JERUSALEM HAS TAUGHT ME
By Fr. Rafiq Khoury
*Excerpted from Saliba Sarsar, ed. What Jerusalem Means to Us: Christian Perspectives and Reflections. North Bethesda, MD: Holy Land Books/Noble Book Publishing Incorporated, 2018.
**Father Rafiq Khoury was born in the Palestinian Christian village of Taybeh. A renowned Palestinian theologian and preacher, he specializes in Pastoral Theology and Catechism with the Patriarchal Diocese of Jerusalem. He holds a Ph.D. from the Lateran University in Rome, serves as a board member of the Al-Liqa’ Center for Religious and Heritage Studies in the Holy Land, and was the Secretary General of the Synod of the Catholic Churches of the Holy Land. Most of his writings are in Arabic, but among the titles of his works in English are “The History of Jerusalem: A Christian Perspective,” “The Palestinian People as a Theological Issue,” “Jesus Christ in Christian Faith,” “Identity: Meaning, Components, and Dimensions,” “The Theological Implications of the Current Situation in the Holy Land: From the Point of View of a Christian Palestinian,” “The Conflict of Narratives: From Memory to Prophecy,” “Living with the Cross,” Christian Theology in the Palestinian Context (edited with Rainer Zimmer-Winkel), and Noonday Stars (translated from Arabic by Saliba Sarsar).
Jerusalem has taught me that I can be a human being only with other human beings, that I can only be a Christian with other Christians, that I am a believer only with other believers.
Jerusalem has taught me to reconcile myself with my own memory without denying the memory of the other, to be attached to my Holy Places without excluding the Holy Places of the others. Jerusalem has taught me even to consider the Holy Places of the others as my own Holy Places and the feasts of the others as my own feasts.
Jerusalem has taught me that the world is a beautiful mosaic, one but with a variety of colors. Jerusalem has taught me the harmony between the one and the diverse. The one and the multiple are neither contradictory nor exclusive but that the one supposes the multiple and that the multiple is a prerequisite of the one.
Jerusalem has taught me that life is made of giving and receiving, where everyone has something to give and something to receive. What I give enriches the other and what I receive enriches me. It is between this giving and receiving that my humanity is shaped.
Jerusalem has taught me that my identity is not closed, but open, and that it is only completed if it is enriched by the identity of the other.
Jerusalem has taught me that peace and justice are inseparable. Both are divine predicates. To look for peace without justice is to cover flagrant injustices with a beautiful word.

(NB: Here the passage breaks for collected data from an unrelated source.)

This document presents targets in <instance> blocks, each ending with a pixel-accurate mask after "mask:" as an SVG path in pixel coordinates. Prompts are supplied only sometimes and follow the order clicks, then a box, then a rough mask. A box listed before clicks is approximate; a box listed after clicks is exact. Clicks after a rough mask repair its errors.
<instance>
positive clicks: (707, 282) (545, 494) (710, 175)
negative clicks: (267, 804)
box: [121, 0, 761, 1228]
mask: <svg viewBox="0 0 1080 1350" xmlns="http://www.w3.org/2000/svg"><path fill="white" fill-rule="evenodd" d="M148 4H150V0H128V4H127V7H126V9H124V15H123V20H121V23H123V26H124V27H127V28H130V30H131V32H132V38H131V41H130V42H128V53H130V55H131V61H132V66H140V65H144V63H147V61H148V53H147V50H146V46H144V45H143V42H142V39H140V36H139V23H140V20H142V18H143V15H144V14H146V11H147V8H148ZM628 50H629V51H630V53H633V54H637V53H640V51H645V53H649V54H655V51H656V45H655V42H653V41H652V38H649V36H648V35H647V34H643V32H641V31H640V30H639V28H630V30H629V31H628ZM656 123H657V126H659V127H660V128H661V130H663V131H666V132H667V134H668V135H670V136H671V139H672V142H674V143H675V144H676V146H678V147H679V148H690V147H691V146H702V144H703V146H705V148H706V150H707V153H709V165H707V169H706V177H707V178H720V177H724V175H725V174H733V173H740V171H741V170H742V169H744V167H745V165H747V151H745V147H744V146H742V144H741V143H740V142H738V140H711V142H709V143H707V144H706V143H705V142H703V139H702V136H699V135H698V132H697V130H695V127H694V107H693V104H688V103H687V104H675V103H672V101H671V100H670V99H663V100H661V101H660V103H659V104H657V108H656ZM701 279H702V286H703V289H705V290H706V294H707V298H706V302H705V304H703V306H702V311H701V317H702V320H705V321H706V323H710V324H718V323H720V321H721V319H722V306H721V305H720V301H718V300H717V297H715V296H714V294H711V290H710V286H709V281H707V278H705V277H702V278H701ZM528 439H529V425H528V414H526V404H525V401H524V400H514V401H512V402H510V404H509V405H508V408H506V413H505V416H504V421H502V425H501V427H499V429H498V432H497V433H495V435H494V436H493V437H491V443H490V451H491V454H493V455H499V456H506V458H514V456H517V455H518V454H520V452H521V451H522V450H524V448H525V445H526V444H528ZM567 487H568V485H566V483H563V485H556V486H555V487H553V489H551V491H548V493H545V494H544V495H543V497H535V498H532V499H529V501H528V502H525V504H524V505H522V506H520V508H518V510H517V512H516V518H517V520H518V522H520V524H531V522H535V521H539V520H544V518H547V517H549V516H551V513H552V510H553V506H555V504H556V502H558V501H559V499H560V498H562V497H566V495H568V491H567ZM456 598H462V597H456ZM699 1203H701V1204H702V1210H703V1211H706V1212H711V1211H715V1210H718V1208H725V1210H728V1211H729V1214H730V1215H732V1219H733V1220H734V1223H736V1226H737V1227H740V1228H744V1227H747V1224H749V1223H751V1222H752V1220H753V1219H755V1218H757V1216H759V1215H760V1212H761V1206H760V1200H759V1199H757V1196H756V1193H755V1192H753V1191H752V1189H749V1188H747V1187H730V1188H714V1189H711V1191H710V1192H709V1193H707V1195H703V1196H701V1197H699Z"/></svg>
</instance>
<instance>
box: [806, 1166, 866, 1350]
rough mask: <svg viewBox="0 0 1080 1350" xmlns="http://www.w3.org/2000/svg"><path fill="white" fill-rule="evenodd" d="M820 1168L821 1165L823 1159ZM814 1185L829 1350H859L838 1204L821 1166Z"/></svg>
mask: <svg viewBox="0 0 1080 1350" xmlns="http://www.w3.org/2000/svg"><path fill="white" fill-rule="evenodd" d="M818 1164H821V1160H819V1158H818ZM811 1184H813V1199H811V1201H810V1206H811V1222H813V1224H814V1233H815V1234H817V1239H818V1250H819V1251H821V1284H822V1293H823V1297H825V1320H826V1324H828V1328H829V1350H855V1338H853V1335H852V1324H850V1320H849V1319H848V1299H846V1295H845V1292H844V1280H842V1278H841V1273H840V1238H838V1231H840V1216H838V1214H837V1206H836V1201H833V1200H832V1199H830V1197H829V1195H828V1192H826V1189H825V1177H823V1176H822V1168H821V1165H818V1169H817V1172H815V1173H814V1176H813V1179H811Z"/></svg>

Jerusalem has taught me that ecumenism, interreligious dialogue, and the dialogue of cultures and peoples place us, on the one hand, with our weaknesses and our sins and, on the other, with our responsibilities and our immense possibilities. Hence, they place us in front of our humanity. And Jerusalem is the proper place of it.
Jerusalem has taught me to enlarge the spaces of my conscience to become a universal conscience, without any borders and walls. I breathe in the universal, in order not to suffocate.
Jerusalem has taught me that relationship is a process of life or death, a Paschal process par excellence. In Jerusalem, one cannot live without dying, dying to the destructive aspects of our humanity to enable the energies of life in us.
Jerusalem has taught me that the relation with the other is decisive to build up my humanity. But Jerusalem has taught me also that this relation is a crucified one and that relation in an unfulfilled project, which demands from us a continuous spiritual struggle.
Jerusalem has taught me that love is essential for building up a human world and that love is always a crucified and unachieved reality, which can survive only by purifying itself incessantly.
Jerusalem has taught me to cross the borders of its quarters to meet on the other side with a hidden aspect of my humanity without which I remain unachieved. Jerusalem has taught me to transform walls into bridges.
Jerusalem has taught me that God is in every atom of its space and that God is not a tribal or a confessional God, but a merciful one, friend of every human being, of all human beings. Jerusalem has taught me that God is my way to humanity and humanity is my way to God.
Jerusalem has taught me to serve God, not to use Him, to do His will, not to submit Him to my instincts, to elevate myself to the highness of His holiness and not to lower Him to the misery of my sins.
Jerusalem has taught me that time and eternity are not contradictory. I tend towards eternity without forgetting my commitment in time, and I commit in time without forgetting eternity. Time and eternity are the two inseparable and complementary faces of human existence.
Jerusalem has taught me that the triangle that shapes our human identity is God – myself – the other. The three parts of this triangle are linked organically with each other. To aggress against one is to aggress against them all. I do not exist without the other and neither of us without God.
Jerusalem has taught me to look for the energies of life in me and around me to enhance them and to discover the forces of death in me and around me to fight them.
Jerusalem has taught me that the mystery of life is enclosed in an empty tomb, where lies the body of Who destroyed in his own body the dividing wall that separates the two communities so as to create one community.